Berlinger’s movies are studiously factual and focus, fairly, on the aspect of Bundy as a guy who you might come away from thinking he was a normal, caring person, even to many people who were close to him. Yet it’s missing the connective tissue between normal guy and psycho killer. Surely that paradox was part of what he was attempting to explore in the films, but it ends up feeling like he’d set up a big mystery and pointedly left it unsolved. Lewis’s analysis in Crazy, Not Insane, offers perhaps some false catharsis in that sense. It “solves” Bundy, to some degree, inviting us as viewers to think “Aha! I knew there was something really off about that guy who murdered 30 women and had sex with corpses!”
We surely wouldn’t have been able to know that just from meeting Ted Bundy, or maybe even knowing him fairly intimately. In that sense, Berlingers’ movies are more fair to Bundy’s surviving acquaintances, and don’t allow us to separate ourselves from Bundy acquaintances, as gullible or as victims, or from Bundy, as something different than the everyday human beings we interact with every day.

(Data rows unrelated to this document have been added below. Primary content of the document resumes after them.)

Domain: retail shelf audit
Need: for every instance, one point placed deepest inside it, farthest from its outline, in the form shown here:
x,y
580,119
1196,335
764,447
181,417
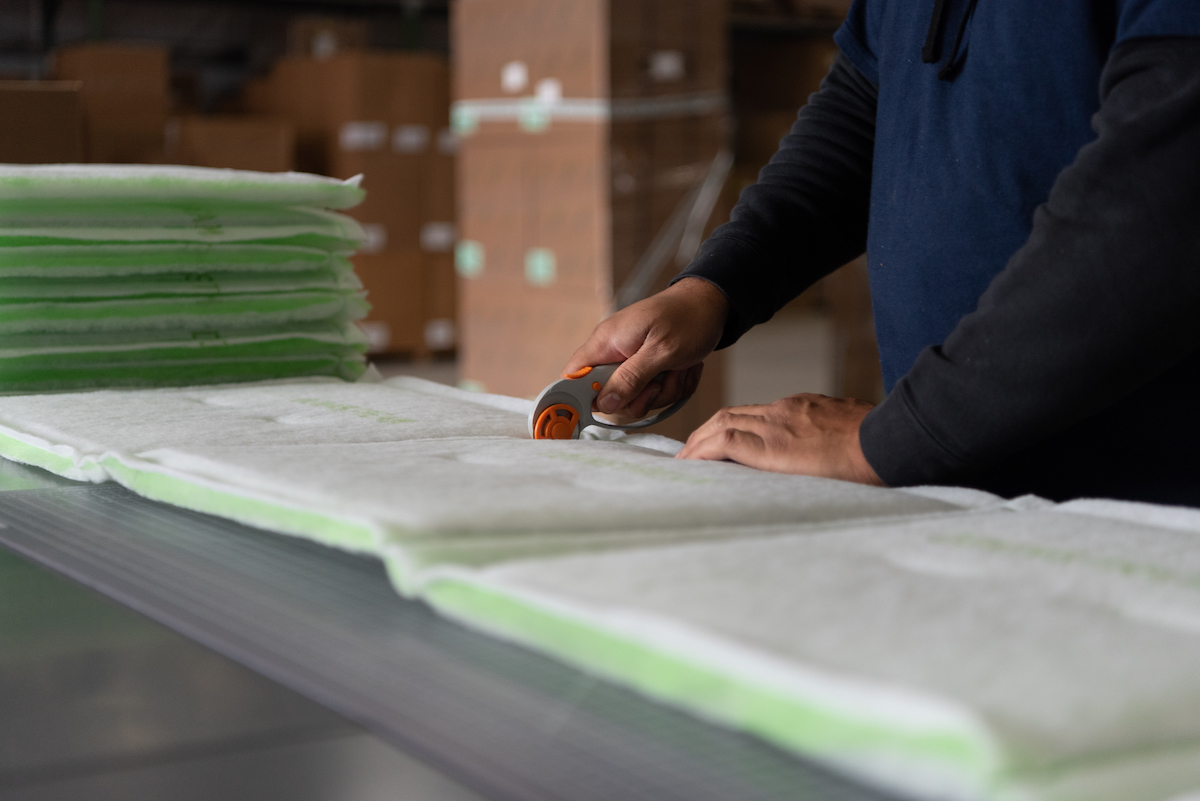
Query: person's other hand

Yet it also seems slightly… off for The Ted Bundy Tapes to leave us only with Lewis’s 1989 diagnosis of Bundy. She appears briefly in the Ted Bundy Tapes, offering the anti-climactic new diagnosis of Bundy as a manic depressive, without any of the later information described in Crazy, Not Insane. At one point, the lawyer for Bundy’s last appeal says of Lewis, “she was extremely confident that there was something unique in Ted’s brain that had led to this.”
That’s the last we hear about Lewis in The Ted Bundy Tapes, naturally leading us to conclude that she was wrong and there was nothing unique in Ted’s brain. In his LA Times interview, Berlinger described deliberately leaving some new information out of The Bundy Tapes (without saying what it was) “that we decided not to use because it would be new to the public and that wouldn’t be fair.”

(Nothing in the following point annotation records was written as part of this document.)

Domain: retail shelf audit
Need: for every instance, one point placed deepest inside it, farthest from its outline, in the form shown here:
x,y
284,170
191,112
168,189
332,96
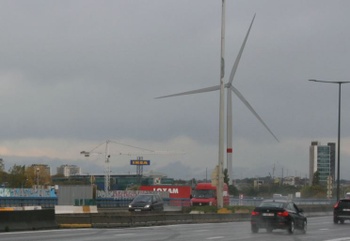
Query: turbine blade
x,y
241,97
238,58
208,89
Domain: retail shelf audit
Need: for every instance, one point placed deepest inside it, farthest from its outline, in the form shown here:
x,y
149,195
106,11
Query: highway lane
x,y
319,229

Yet wasn’t there something unique in Bundy’s brain? He may have been unique in his ability to pose as a normal, everyday fellow, even famously convincing the judge of it in the trial depicted in Extremely Wicked, Shockingly Evil And Vile. But it seems just as important to note that Bundy wasn’t exactly a normal guy. At least as Lewis argues it, Bundy was an unwanted child raised in an incestual household by an abusive family who had once tried to abort him.

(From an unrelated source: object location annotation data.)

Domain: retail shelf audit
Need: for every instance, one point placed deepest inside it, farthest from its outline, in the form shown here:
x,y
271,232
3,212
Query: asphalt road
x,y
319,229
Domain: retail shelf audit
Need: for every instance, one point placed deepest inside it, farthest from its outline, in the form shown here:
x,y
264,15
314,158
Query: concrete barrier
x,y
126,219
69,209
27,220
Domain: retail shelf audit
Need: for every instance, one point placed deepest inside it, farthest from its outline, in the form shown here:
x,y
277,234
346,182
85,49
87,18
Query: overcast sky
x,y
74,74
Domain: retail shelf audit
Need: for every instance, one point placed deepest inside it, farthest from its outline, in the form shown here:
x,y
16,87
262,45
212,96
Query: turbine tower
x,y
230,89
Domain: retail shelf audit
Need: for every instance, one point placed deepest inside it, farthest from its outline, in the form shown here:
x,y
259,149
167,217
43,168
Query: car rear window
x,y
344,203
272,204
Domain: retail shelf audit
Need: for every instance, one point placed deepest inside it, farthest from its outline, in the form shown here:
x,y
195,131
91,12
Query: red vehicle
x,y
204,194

Maybe that’s reductive in some way. Maybe every generation has their own explanation for Ted Bundy, whether it’s pornography (as Bundy told James Dobson in the 80s), genetic psychopathy, or the trauma-induced DID Lewis alleges. We’ll have to come back to that one in 10 years. For now, Crazy, Not Insane feels like it completes a sketch that Extremely Wicked and The Ted Bundy Tapes started but left notably unfinished.